Hours before James Holmes allegedly carried out a massacre at a Colorado movie theater he took a series of menacing self-portraits with his dyed orange hair curling out of from under a black skull cap and his eyes covered with black contacts.
A prosecutor told the court after the photographs were shown that Holmes had a "depravity of human heart."
Those haunting photographs, found on his iPhone, were shown in court today on the last day of a preliminary testimony that will lead to a decision on whether the case will go to trial. The hearing concluded without Holmes' defense calling any witnesses.
The judge's decision on whether the case will proceed to trial is expected on Friday.
Holmes, 25, is accused of opening fire on a crowded movie theater in Aurora, Colo., on July 20, 2012, killing 12 people and wounding 58 others during a showing of "Dark Knight Rises."
The photos presented in court showed Holmes mugging for his iPhone camera just hours before the shooting.
Half-a-dozen photos showed Holmes with his clownish red-orange hair curled out from underneath a black skull cap. He wore black contact lenses in some of the pictures.
In one particularly disturbing image, he was making a scowling face with his tongue out.
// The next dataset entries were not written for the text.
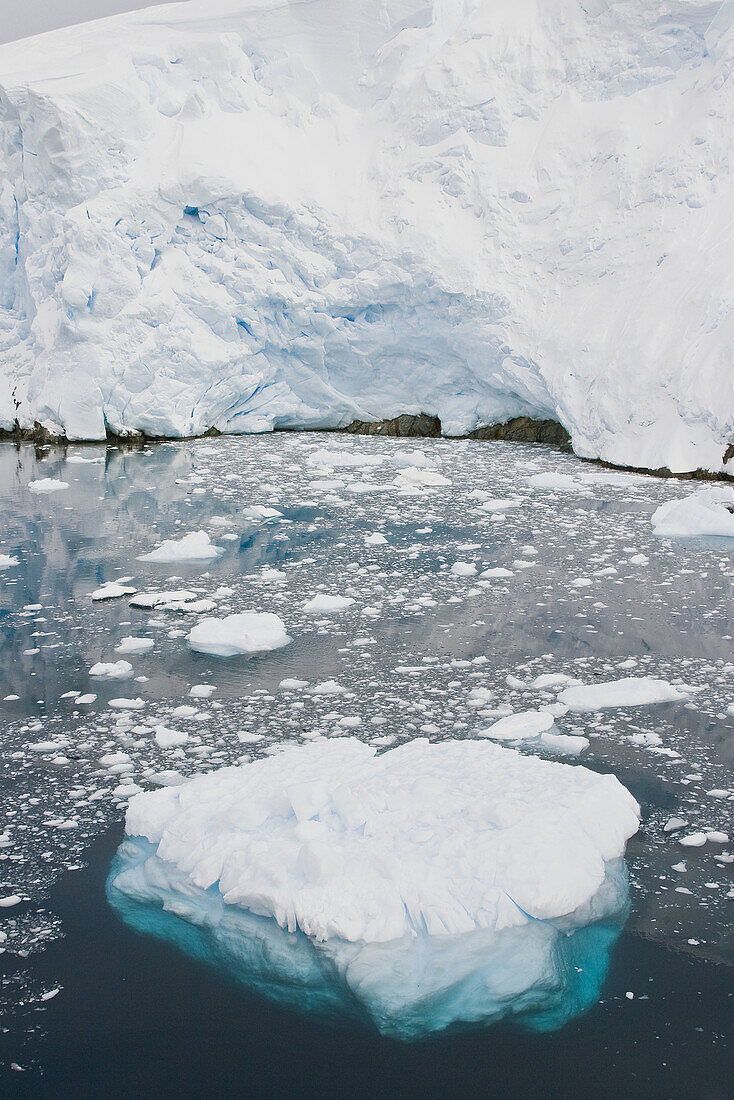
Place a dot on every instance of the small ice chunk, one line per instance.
(201, 691)
(692, 839)
(170, 738)
(328, 688)
(46, 485)
(111, 670)
(519, 727)
(112, 590)
(196, 546)
(131, 645)
(248, 633)
(463, 569)
(324, 603)
(416, 477)
(704, 513)
(631, 691)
He was whistling in another photo. Holmes is smiling in his black contacts and flaming hair in yet another with the muzzle of one of his Glock pistols in the forefront.
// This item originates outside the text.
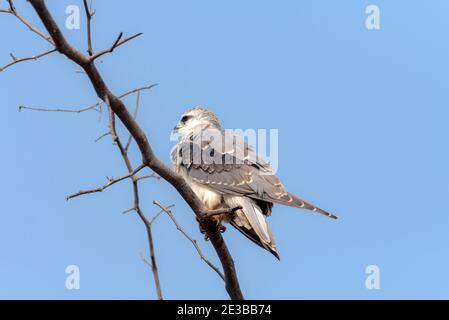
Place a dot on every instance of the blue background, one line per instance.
(363, 126)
Yet another showed him dressed in black tactical gear, posing with an AR-15 rifle.
Victims' families in the courtroom stared straight ahead, showing little emotion while the photos were shown. Tom Teves, whose son Alex was killed in the theater, kept an intense stare on the pictures.
Other photos seized from the iPhone show pictures that a detective testified were taken of the interior of the Aurora movie theater in the days leading up to the attack, on June 29, July 5 and July 11.
Before the prosecution called for the photos, public defender Tammy Brady objected. Prosecutor Karen Pearson said that the photos showed deliberation and extreme indifference. Judge William Sylvester overruled the objection and the photos were released.
In Pearson's closing statement, she said there is an abundance of direct evidence that Holmes "wanted to kill call of them. He knew what he was doing."
She said that Holmes had a "depravity of human heart" and that he "went into the theater without knowing or caring who they are." The prosecutor said he "picked the perfect venue for the perfect crime."
Pearson said prosecutors made a decision not to include all of the people who were in theaters eight and nine that night. If they had, they could have had 1,500 counts against Holmes. Instead, they included anyone who had physical injuries, including those with gunshot wounds and those who were hurt running out of the theater. There are 166 counts in all.
The judge has taken the case under advisement and there will be a status hearing or arraignment on Friday when the judge will decide whether the case will proceed to a full trial. Holmes' attorneys have not yet said whether they plan on using a insanity defense, in which case Holmes could possibly be deemed unfit to stand trial. Another possibility is that the hearing could set the stage for a plea deal.
This week's testimony has included emotional testimony from first responders, details about Holmes' elaborately booby trapped apartment, a rundown of his arsenal of legally purchased weapons and descriptions of his bizarre behavior following the shooting.